Lecthot : Titus n’aimait pas Bérénice, fait un grand écart de trois siècles pour mettre en avant le caractère intemporel de l’œuvre de Racine, et selon vos propos « rendre la chair sous le marbre » ; à quoi tient selon vous une telle pérennité ?

Nathalie Azoulai : A la volonté que j’ai eue et taché de maintenir tout du long, de ne pas écrire un roman historique mais un roman actuel qui capterait la modernité de l’œuvre racinienne mais aussi l’intemporalité du processus créatif décrit. Quelle que soit son époque, un créateur reste un créateur, nourri de sensations, de visions et animé d’obsessions, de représentations formelles.
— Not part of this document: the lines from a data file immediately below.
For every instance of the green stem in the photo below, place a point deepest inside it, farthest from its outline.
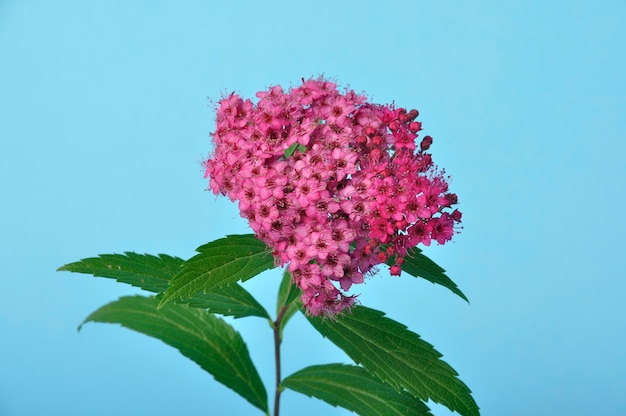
(277, 342)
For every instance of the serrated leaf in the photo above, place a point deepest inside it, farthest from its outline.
(418, 265)
(232, 300)
(200, 336)
(218, 264)
(397, 356)
(355, 389)
(288, 293)
(153, 273)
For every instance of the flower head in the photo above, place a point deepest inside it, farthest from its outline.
(332, 183)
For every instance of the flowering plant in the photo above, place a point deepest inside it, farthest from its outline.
(332, 186)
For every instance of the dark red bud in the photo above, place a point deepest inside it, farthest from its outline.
(426, 142)
(395, 270)
(415, 126)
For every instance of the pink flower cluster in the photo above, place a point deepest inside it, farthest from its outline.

C’est surtout là-dessus que mon roman insiste.

L. : « Si la lecture est une dissection, alors le commentaire ne peut être qu’une cicatrice.* » Votre œuvre a-t-elle une dimension cathartique ?
Pourrait-elle constituer l’espoir d’une consolation, que vous offrez aux lecteurs, pour qui vous avez « disséqué » Racine, en générant un processus de « cicatrisation » par votre analyse ?

N.A. : Aux lecteurs de le dire. Moi, j’ai juste mis en scène une femme qui cherche à comprendre et qui passe par la littérature pour le faire. Ce n’est pas forcément une consolation mais plutôt une volonté de comprendre, de gagner en intelligence par les textes et ce qui a motivé les textes. Pour ce qui est de la cicatrice, chacun la sienne. Pour une même opération, on obtient deux cicatrices différentes. Pour une même lecture, il en va de même.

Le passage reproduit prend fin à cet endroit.